Sometimes a new feature comes along that leaves you unsure if it’s a good or bad development. This is one such development. A company by the name of Remote Approach has developed a system whereby PDF files can be tagged with the addition of some code so that it reports home every time someone opens the file and reports the IP address and other details, including any unique identifiers the makers choose to add, back to the author. They are also apparently working on a method of denying access to the PDF if the reader is not online at the time.
My concern is that this could become yet another tool for tracking users habits, and also that companies will start using the facility to require users be online to read ebooks, so that they can track piracy. Since ebook readers and other such tools are unlikely to be online most of the time, this could create serious usability issues. My laptop has been very handy for reading long PDF’s while sitting on a deck chair out in the back and out of range of the Wireless network. I’d hate to lose that ability due to a restrictive new tool. I’m also not convinced that such a tool should allow collection of IP address’s and other such explicit information about users as it increases the likely hood that in future such a tool might be used by unscrupulous types. This particular tool is subscription based and as such will be under the control of Remote Approach, but there is a good likelihood that the technology can be co-opted by people of less moral fibre and that worries me somewhat. Trends seem to strongly indicate that the days of the anonymous Internet are drawing to a close. As John Bielby of Remote Approach points out, such information gathering takes place already with Web server logs, but what they don’t mention is that web users can use an anonymizer service to hide their details from web servers if they chose to do so. No such facility is currently available for the new PDF system.

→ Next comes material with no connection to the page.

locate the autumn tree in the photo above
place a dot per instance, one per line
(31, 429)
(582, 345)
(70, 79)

We have just been offered one suggested solution (along with a $30 donation for mentioning it through December 13, 2007) to the offline use dilemma is to use a PDF to HTML Converter. This would allow you to instead use the document in straight html that would be available offline. That suggests an intriguing solution. For a long time, Google has converted pdf documents to html, and I often use that method when searching to get a sense for what is in the document because of the relatively lighter download that I have to take. Unfortunately I have not been able to test able2extract because the donation didn’t come with a copy of the software. It suggests that unlike Google, it will convert images as well as text. Google mainly converts the text portion in my experience.
I’ll admit, I have yet to actually encounter one of these files that isn’t available offline, so perhaps we are thus far tilting windmills? If it becomes common place, then I’ll definately try something like able2extract.